On trouve, en pays de langue indo-européenne, des idées parfois bien proches de celles qu’on vient de voir s’exprimer en Amérique du Nord. Deux savants, Vyacheslav Ivanov et Vladimir Toporov ont, à l’aide des textes médiévaux de l’ancienne Russie et de contes slaves, reconstitué un mythe selon lequel le dieu Veles, habitant sous terre, affecte d’en sortir en prenant la forme d’un serpent. Périodiquement sa tête pointe, à la base d’un tronc, et examine, en regardant le ciel, s’il peut poursuivre sa sortie de terre. Mais le dieu du ciel, Perun, veille. Dès qu’il aperçoit la tête du serpent, il le foudroie. Cela rappelle beaucoup le thème amérindien de l’oiseau-tonnerre foudroyant le maître des eaux. Mais Veles n’est précisément pas un maître des eaux.

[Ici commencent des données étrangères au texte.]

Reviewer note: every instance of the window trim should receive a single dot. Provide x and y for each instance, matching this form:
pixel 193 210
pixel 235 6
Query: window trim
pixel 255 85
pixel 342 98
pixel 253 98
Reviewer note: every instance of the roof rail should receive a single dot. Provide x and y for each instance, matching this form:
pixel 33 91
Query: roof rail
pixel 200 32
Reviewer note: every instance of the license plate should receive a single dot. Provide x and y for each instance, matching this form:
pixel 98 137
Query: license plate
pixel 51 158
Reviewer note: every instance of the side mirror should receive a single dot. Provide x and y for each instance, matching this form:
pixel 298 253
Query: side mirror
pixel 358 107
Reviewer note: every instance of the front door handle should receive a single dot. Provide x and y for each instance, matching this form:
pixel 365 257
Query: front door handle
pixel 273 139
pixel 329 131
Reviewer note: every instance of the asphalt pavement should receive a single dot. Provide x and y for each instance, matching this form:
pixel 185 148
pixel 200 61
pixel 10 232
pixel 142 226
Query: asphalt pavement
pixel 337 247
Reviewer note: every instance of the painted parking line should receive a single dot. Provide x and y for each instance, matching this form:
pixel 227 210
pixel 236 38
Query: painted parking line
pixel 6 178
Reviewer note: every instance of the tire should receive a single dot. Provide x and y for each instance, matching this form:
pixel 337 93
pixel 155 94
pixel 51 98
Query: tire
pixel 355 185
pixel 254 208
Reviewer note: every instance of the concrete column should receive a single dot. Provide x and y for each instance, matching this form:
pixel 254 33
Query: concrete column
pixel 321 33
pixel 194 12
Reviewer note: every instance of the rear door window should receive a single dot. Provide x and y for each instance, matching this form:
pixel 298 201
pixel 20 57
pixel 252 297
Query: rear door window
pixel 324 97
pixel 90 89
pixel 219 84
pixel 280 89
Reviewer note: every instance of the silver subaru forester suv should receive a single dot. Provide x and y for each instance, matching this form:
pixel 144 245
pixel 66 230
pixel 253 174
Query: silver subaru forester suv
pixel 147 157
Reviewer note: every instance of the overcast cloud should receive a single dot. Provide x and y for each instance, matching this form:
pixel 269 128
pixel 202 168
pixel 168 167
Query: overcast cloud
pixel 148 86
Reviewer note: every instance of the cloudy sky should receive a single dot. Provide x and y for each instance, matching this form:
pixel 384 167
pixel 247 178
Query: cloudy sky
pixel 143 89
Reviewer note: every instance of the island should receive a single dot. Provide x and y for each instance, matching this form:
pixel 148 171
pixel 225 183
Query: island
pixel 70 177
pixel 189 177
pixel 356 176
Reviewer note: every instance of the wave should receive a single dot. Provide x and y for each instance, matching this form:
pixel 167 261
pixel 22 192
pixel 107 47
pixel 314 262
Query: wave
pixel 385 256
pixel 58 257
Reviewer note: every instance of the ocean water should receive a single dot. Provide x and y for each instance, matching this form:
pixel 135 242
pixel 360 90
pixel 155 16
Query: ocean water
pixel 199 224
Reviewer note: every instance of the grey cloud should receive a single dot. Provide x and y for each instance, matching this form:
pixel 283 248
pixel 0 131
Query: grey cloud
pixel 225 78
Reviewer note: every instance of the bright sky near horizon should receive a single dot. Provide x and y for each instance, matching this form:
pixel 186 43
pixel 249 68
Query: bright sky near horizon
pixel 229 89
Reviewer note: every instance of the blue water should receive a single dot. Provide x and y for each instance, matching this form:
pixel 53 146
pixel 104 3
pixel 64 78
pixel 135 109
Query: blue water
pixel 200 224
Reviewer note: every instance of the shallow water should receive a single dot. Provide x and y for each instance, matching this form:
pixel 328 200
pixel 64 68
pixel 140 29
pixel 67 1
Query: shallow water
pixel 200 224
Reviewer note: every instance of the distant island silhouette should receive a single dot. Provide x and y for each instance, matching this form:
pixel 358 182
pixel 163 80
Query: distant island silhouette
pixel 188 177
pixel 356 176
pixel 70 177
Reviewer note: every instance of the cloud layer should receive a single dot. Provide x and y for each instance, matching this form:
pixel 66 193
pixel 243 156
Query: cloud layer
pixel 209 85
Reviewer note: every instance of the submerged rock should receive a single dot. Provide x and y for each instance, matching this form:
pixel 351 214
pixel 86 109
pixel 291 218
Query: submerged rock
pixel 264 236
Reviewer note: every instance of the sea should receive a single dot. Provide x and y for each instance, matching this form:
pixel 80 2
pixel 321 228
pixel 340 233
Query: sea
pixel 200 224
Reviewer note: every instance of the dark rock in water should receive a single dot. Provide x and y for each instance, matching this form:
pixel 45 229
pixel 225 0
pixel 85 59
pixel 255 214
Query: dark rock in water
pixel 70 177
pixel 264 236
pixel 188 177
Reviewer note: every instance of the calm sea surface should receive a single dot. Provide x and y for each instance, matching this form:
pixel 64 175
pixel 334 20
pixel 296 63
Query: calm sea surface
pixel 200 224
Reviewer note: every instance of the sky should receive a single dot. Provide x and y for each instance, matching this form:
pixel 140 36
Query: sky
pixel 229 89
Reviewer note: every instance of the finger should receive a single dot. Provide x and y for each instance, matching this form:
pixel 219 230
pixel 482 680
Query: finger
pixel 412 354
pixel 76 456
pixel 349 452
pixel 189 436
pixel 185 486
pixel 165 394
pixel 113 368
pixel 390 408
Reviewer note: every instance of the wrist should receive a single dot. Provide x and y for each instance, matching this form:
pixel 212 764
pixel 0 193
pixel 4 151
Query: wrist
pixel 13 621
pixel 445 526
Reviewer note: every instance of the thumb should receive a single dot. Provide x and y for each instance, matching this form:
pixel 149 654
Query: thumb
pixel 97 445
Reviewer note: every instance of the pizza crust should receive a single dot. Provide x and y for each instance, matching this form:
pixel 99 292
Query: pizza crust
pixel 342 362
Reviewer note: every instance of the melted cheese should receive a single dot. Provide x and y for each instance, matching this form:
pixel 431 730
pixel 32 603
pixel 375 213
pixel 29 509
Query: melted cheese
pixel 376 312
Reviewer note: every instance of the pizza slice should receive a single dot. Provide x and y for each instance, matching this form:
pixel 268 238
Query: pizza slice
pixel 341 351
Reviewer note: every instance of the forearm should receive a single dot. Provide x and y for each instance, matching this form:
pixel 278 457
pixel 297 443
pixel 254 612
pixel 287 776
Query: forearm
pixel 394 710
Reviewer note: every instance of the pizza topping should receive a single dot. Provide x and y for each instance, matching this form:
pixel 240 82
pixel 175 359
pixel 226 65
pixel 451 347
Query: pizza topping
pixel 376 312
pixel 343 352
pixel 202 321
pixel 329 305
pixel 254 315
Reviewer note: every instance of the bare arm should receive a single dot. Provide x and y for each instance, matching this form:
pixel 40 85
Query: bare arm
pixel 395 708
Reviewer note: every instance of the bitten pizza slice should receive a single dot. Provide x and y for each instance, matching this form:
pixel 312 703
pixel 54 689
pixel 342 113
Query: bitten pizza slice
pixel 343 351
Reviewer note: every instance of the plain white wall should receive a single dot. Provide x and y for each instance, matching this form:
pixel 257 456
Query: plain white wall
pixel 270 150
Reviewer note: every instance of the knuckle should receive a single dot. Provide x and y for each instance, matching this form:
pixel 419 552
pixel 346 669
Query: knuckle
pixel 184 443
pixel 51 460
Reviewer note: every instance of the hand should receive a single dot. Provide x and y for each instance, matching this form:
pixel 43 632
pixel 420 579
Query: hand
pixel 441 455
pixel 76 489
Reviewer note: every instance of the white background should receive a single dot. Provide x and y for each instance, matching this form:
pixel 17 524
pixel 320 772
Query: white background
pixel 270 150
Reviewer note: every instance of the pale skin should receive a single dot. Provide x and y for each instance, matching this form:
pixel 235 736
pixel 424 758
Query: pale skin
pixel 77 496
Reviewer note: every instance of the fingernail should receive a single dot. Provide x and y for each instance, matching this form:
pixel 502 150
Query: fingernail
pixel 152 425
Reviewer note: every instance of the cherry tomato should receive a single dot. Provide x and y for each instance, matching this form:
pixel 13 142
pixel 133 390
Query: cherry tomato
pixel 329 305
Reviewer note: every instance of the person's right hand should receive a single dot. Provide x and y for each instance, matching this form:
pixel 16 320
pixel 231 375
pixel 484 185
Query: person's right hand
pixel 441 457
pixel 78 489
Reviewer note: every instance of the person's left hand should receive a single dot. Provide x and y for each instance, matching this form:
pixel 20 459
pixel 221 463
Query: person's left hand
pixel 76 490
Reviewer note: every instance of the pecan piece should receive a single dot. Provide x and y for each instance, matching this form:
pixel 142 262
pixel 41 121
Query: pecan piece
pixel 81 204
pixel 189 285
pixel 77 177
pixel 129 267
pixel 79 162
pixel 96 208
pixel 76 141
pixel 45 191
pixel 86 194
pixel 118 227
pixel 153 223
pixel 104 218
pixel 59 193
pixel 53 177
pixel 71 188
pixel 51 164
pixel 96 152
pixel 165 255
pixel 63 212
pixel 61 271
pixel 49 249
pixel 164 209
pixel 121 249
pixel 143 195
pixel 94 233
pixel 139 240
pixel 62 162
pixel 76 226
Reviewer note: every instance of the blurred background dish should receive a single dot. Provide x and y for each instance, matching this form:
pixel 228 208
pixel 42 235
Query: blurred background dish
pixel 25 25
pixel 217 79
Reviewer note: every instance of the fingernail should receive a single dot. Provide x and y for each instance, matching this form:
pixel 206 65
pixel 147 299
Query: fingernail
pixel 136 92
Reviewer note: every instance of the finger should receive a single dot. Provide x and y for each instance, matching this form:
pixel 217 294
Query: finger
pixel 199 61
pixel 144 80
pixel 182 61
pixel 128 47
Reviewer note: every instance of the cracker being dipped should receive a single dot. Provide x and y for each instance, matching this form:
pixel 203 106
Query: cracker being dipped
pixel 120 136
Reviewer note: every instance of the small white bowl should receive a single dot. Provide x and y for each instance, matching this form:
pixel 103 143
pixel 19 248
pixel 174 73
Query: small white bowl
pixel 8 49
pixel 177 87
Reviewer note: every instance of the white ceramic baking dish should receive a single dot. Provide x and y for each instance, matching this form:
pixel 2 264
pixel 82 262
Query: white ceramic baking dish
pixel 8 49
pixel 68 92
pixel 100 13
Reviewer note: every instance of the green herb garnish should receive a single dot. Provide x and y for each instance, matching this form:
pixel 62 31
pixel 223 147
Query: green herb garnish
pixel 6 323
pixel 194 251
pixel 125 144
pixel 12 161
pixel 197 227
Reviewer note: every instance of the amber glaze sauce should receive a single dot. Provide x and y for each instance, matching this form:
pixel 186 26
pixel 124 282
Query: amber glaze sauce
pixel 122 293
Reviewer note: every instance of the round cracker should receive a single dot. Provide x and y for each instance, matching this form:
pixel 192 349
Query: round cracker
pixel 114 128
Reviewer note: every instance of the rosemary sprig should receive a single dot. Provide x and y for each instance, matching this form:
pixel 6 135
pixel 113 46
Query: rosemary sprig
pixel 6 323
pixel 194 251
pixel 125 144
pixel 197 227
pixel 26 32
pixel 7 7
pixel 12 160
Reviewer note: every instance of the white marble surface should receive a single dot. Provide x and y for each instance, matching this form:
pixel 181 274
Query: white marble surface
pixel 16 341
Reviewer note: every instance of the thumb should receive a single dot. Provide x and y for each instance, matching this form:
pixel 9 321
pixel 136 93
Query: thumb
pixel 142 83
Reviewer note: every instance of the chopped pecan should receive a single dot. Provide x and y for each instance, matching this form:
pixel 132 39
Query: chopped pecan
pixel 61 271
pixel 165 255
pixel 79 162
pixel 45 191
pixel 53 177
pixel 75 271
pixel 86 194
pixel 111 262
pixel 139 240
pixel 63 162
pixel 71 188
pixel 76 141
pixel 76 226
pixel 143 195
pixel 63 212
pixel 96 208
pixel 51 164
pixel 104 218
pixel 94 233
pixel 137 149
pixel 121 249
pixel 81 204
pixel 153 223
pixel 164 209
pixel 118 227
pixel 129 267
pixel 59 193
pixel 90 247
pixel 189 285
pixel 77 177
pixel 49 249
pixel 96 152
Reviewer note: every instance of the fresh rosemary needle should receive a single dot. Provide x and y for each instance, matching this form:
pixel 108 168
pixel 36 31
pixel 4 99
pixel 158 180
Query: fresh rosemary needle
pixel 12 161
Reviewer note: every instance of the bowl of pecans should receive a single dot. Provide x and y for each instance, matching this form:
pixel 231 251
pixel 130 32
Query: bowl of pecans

Mais, si la modalité slave est assurément la plus proche de versions nord-amérindiennes, ce n’est pas le seul cas où un dieu céleste combat un dragon. Dans un travail récent, d’une part j’ai opéré une description, d’est en ouest, des combats de dragons chez les peuples indo-européens (Sergent, 2018, p. 15‑33) ; d’autre part j’ai montré que, dans un nombre de cas étonnant, les combats se déroulent préférentiellement au solstice d’hiver (Sergent, 2018, p. 162‑164).

Initiation

Ma première démarche met en lumière un phénomène simple : un dragon indo-européen a pour seul intérêt d’être tué par un héros. Du Vṛtra indien aux dragons des lacs irlandais, le dragon est tué. Les héros grecs, Héraklès, Kadmos, Persée, Jason, tuent des dragons. Les héros germaniques également (Siegfried, Bödhvar Bjarki, Beowulf), tout comme les héros iraniens, les dieux3 et les héros celtiques. Ici, ce qui apparaît, et qui se distingue des mythes australiens ou boshimans, c’est la valeur fortement initiatique du combat contre le dragon.

  • Histoire de Jason : un roi (Pélias, son oncle) lui a intimé l’ordre de lui ramener la Toison d’or qui est très loin, en Colchide (la côte de la Géorgie actuelle). Il monte une expédition, avec cinquante jeunes gens : les Argonautes. Ils arrivent en Colchide, après moult aventures, mais voient que la Toison d’or est gardée par un dragon. Avec l’aide de la fille du roi local, Médée, Jason parvient à tuer le dragon, à fuir avec Médée qui devient son épouse.

  • Histoire de Persée qui a accompli un exploit initiatique remarquable : tout jeune homme (seize ans, dit un texte), il a pu décapiter Méduse, dont les yeux pétrifiaient ce qu’ils voyaient. Sur le chemin du retour, il voit une jeune fille accrochée à un récif et un dragon qui sort de l’eau pour la dévorer (parce que la mère de la jeune fille, Cassiopé, avait osé se prétendre plus belle que les déesses, le dieu Poséidon se chargeait de les venger). Persée sort la tête de Méduse de son sac, la tourne vers le dragon qui est aussitôt pétrifié, et lui n’a plus qu’à épouser la jeune fille, Andromède.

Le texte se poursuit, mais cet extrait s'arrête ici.